Populating a table with data

Tables can be created from a range of input data structures. If you have seen the tutorial you will have seen a QuerySet being used, however any iterable that supports len() and contains items that exposes key-based access to column values is fine.

List of dicts

In an example we will demonstrate using list of dicts. When defining a table it is necessary to declare each column:

import django_tables2 as tables

data = [
    {"name": "Bradley"},
    {"name": "Stevie"},

class NameTable(tables.Table):
    name = tables.Column()

table = NameTable(data)


If you build use tables to display QuerySet data, rather than defining each column manually in the table, the Table.Meta.model option allows tables to be dynamically created based on a model:

# models.py
from django.contrib.auth import get_user_model
from django.db import models

class Person(models.Model):
    first_name = models.CharField(max_length=200)
    last_name = models.CharField(max_length=200)
    user = models.ForeignKey(get_user_model(), null=True, on_delete=models.CASCADE)
    birth_date = models.DateField()

# tables.py
import django_tables2 as tables

class PersonTable(tables.Table):
    class Meta:
        model = Person

# views.py
def person_list(request):
    table = PersonTable(Person.objects.all())

    return render(request, "person_list.html", {
        "table": table

This has a number of benefits:

  • Less repetition

  • Column headers are defined using the field’s verbose_name

  • Specialized columns are used where possible (e.g. DateColumn for a DateField)
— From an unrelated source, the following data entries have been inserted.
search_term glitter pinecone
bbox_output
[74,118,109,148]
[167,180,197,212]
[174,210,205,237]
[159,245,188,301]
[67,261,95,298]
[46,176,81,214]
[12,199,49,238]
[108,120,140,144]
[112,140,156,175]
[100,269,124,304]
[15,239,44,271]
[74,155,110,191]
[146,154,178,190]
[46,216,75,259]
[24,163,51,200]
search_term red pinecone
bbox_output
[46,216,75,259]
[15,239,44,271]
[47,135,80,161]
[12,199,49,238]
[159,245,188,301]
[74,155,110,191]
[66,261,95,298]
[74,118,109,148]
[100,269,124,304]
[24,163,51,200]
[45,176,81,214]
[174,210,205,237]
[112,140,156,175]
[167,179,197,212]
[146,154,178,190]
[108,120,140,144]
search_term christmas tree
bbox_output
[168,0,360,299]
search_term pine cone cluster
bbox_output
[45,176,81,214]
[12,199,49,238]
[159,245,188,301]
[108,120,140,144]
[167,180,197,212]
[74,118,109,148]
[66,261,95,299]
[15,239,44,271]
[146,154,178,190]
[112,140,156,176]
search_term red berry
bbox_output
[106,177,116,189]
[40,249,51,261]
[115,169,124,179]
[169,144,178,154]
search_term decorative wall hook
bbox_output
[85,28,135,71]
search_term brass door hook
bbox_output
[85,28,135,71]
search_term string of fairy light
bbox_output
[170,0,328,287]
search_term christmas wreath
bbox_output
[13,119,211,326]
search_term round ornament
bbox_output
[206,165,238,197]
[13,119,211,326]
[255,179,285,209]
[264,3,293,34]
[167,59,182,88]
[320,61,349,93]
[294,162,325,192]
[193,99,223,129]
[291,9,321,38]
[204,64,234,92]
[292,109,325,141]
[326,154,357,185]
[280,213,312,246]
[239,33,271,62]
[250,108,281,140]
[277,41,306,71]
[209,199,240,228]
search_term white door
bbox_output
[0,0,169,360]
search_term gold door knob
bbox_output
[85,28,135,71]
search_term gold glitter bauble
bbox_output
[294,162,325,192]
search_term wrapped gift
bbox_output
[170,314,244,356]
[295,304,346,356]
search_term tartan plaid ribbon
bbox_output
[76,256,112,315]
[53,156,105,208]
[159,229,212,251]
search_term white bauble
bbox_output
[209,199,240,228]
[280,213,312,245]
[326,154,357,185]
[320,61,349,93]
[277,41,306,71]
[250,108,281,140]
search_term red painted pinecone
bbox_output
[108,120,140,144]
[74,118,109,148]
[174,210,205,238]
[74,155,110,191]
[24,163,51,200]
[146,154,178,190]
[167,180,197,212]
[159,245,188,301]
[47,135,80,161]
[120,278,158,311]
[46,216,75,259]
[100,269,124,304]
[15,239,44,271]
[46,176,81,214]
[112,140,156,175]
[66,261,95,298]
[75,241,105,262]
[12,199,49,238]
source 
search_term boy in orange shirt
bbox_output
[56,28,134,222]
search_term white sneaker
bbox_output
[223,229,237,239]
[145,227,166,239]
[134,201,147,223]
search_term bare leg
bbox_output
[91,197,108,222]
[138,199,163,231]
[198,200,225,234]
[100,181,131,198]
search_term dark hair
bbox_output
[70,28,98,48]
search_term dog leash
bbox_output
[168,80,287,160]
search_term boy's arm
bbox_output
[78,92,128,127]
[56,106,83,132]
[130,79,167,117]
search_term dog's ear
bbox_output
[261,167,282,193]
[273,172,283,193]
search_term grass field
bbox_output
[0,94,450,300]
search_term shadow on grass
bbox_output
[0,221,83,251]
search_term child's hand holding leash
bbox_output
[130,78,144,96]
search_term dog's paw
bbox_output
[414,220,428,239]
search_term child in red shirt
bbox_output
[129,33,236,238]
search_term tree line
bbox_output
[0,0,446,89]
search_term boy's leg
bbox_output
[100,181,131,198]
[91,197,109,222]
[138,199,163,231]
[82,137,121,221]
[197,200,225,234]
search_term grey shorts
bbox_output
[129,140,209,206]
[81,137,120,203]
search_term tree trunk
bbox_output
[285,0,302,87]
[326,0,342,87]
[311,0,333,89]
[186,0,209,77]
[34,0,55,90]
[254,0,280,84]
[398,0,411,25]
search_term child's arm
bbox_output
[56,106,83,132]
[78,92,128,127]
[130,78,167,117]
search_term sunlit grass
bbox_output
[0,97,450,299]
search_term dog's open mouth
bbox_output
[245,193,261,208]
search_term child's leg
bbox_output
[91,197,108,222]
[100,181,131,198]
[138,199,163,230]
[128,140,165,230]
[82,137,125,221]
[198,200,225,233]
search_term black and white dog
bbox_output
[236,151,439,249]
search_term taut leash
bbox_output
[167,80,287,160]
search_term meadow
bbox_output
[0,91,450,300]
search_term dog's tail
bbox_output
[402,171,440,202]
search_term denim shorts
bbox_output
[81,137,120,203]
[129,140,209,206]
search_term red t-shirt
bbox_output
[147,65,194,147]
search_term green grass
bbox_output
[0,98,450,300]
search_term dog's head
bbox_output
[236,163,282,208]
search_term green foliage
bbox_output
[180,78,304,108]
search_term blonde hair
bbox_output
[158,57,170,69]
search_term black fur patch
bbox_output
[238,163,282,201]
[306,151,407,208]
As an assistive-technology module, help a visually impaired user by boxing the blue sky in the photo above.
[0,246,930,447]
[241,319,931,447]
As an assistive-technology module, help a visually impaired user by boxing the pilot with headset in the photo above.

When using this approach, the following options might be useful to customize what fields to show or hide:

  • sequence – reorder columns (if used alone, columns that are not specified are still rendered in the table after the specified columns)

  • fields – specify model fields to include

  • exclude – specify model fields to exclude

These options can be specified as tuples. In this example we will demonstrate how this can be done:

# tables.py
class PersonTable(tables.Table):
    class Meta:
        model = Person
        sequence = ("last_name", "first_name", "birth_date", )
        exclude = ("user", )

With these options specified, the columns would be show according to the order defined in the sequence, while the user column will be hidden.


Django-tables tries to be efficient in displaying big datasets. It tries to avoid converting the QuerySet instances to lists by using SQL to slice the data and should be able to handle datasets with 100k records without a problem.

However, when performance is degrading, these tips might help:

  1. For large datasets, try to use LazyPaginator.

  2. Try to strip the table of customizations and check if performance improves. If so, re-add them one by one, checking for performance after each step. This should help to narrow down the source of your performance problems.